ABUJA, Nigeria, Jan. 7 (UPI) -- Violence that has killed more than 30 Christians in three days prompted a 24-hour curfew in the northeastern Nigerian state of Adamawa, officials said Saturday.
Tomborokai Gajere, chaplain to the Adamawa state government, said officials imposed the curfew amid fears of reprisal attacks by Christian youths.
The militant Islamist group Boko Haram has claimed responsibility for attacks that killed at least 25 people in violence targeting Christians after it had issued an ultimatum giving Christians three days to leave the area.
Nigerian President Goodluck Jonathan had declared a partial state of emergency in four northern states, giving police broad powers to arrest people suspected of having ties to Boko Haram, whose name means "Western education is forbidden."

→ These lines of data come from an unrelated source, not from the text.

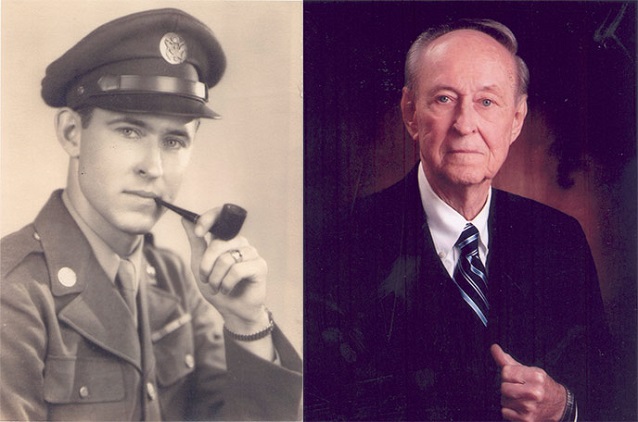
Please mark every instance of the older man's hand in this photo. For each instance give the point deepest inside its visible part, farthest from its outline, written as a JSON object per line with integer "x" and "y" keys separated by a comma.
{"x": 528, "y": 393}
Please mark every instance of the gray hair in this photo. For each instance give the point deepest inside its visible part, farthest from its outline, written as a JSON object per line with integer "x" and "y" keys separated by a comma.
{"x": 494, "y": 29}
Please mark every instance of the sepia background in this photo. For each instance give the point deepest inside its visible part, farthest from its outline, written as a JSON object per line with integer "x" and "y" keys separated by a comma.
{"x": 251, "y": 157}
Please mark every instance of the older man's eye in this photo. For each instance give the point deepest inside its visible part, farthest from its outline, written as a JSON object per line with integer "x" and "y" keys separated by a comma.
{"x": 486, "y": 102}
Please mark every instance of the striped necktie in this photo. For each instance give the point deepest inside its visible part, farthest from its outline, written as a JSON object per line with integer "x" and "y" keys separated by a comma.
{"x": 125, "y": 281}
{"x": 470, "y": 274}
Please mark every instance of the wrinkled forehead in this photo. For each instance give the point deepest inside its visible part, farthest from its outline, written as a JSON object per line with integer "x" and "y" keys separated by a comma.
{"x": 467, "y": 52}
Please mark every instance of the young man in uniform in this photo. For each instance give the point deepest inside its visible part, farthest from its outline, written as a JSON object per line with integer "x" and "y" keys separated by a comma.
{"x": 97, "y": 322}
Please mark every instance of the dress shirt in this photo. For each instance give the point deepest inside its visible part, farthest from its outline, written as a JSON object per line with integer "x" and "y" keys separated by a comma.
{"x": 107, "y": 258}
{"x": 446, "y": 224}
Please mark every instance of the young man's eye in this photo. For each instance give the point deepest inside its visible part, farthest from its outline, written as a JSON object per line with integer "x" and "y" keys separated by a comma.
{"x": 129, "y": 133}
{"x": 174, "y": 143}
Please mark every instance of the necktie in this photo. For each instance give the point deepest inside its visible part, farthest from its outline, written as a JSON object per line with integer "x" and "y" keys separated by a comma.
{"x": 470, "y": 274}
{"x": 126, "y": 284}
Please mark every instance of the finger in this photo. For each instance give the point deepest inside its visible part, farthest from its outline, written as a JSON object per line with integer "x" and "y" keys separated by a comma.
{"x": 197, "y": 243}
{"x": 215, "y": 250}
{"x": 245, "y": 272}
{"x": 227, "y": 261}
{"x": 517, "y": 391}
{"x": 500, "y": 357}
{"x": 511, "y": 414}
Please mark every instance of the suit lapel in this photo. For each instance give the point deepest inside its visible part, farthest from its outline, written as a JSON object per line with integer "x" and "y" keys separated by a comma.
{"x": 87, "y": 300}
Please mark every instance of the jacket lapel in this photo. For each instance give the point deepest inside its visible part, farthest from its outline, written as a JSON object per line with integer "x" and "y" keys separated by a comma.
{"x": 87, "y": 300}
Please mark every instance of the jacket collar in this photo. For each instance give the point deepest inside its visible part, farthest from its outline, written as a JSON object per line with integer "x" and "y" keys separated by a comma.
{"x": 91, "y": 303}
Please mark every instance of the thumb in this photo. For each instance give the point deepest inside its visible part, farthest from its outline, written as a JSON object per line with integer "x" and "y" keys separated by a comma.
{"x": 500, "y": 357}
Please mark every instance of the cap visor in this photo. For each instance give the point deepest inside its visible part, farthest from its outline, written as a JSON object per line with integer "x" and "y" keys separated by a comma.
{"x": 154, "y": 104}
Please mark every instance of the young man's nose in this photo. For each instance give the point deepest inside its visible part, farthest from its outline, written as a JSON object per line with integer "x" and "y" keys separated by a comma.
{"x": 151, "y": 165}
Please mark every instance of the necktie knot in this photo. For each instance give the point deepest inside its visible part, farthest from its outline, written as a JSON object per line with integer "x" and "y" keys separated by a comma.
{"x": 468, "y": 241}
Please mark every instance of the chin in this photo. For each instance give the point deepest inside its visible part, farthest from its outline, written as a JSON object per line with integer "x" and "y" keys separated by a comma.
{"x": 138, "y": 224}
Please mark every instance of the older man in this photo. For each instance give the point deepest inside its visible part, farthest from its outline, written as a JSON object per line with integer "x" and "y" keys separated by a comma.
{"x": 97, "y": 322}
{"x": 455, "y": 300}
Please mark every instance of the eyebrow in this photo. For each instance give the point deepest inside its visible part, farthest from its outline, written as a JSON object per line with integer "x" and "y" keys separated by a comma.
{"x": 142, "y": 124}
{"x": 486, "y": 88}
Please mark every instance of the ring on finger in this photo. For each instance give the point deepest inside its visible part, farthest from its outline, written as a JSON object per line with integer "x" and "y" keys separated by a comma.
{"x": 237, "y": 255}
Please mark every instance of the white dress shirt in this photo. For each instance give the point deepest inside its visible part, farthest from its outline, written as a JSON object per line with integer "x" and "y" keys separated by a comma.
{"x": 446, "y": 224}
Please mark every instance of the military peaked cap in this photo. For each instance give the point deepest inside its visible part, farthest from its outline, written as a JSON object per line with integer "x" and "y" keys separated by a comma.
{"x": 159, "y": 61}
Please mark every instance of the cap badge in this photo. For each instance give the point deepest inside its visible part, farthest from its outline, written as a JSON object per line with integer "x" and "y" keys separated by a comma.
{"x": 173, "y": 48}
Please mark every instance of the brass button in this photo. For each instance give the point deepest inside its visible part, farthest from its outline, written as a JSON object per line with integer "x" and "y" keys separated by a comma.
{"x": 67, "y": 277}
{"x": 189, "y": 361}
{"x": 150, "y": 390}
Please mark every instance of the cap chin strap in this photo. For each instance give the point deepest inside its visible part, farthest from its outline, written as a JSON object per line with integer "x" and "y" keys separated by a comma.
{"x": 154, "y": 84}
{"x": 136, "y": 84}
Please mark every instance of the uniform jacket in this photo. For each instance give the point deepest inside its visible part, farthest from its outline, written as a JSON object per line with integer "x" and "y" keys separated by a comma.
{"x": 400, "y": 343}
{"x": 70, "y": 351}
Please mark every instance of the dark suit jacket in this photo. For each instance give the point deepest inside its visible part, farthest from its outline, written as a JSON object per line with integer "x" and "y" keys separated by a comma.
{"x": 70, "y": 350}
{"x": 396, "y": 341}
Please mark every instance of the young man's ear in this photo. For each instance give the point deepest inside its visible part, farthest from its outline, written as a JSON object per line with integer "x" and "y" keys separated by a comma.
{"x": 68, "y": 128}
{"x": 408, "y": 111}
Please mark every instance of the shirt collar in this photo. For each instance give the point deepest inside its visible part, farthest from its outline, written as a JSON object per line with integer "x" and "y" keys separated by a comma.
{"x": 106, "y": 257}
{"x": 445, "y": 223}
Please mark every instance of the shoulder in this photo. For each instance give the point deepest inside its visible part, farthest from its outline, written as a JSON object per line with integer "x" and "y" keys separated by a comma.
{"x": 538, "y": 219}
{"x": 17, "y": 247}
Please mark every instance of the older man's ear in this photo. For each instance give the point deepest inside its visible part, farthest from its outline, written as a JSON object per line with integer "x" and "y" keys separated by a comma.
{"x": 408, "y": 111}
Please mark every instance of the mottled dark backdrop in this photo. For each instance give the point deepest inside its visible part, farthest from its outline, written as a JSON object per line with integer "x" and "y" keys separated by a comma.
{"x": 577, "y": 152}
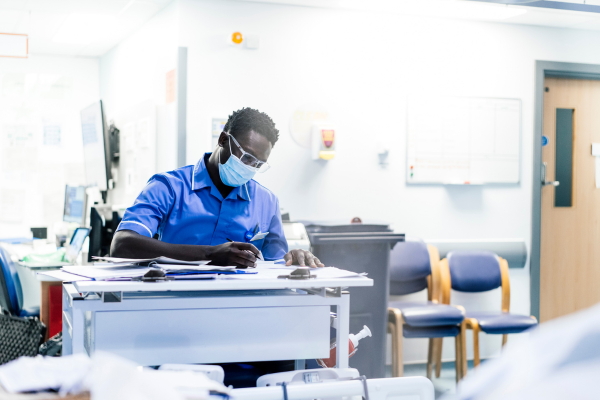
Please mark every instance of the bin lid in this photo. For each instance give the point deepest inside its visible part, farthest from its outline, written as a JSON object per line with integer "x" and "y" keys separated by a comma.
{"x": 341, "y": 226}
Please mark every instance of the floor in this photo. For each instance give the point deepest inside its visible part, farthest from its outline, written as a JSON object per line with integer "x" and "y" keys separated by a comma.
{"x": 444, "y": 385}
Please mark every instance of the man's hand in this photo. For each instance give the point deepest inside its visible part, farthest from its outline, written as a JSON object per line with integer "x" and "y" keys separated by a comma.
{"x": 303, "y": 258}
{"x": 238, "y": 254}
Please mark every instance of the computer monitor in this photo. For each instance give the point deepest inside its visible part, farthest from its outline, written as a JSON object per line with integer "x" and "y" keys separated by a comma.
{"x": 76, "y": 244}
{"x": 95, "y": 146}
{"x": 74, "y": 204}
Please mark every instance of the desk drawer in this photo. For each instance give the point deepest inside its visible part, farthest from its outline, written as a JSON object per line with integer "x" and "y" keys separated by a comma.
{"x": 154, "y": 337}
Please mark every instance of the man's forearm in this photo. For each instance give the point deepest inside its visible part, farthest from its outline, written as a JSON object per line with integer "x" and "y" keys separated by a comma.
{"x": 129, "y": 244}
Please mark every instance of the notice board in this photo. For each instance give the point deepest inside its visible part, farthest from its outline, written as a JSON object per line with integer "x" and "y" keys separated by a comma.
{"x": 460, "y": 140}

The Islamist group, which wants Shariah law imposed throughout the country, has mounted attacks almost daily since Christmas Day violence killed dozens of people at churches.
At least 15 people were killed Friday when gunmen opened fire on people mourning the deaths of two slain businessmen, said the Rev. Paul Alhamdu, chairman of the Christian Association of Nigeria.
Later Friday, the BBC said there were reports eight people had been killed in another attack on a church in Yola.
At least eight people were killed Thursday in a church shooting in Gombe in northeastern Nigeria, the pastor said.
The BBC said Boko Haram has killed more than 500 people in the past year.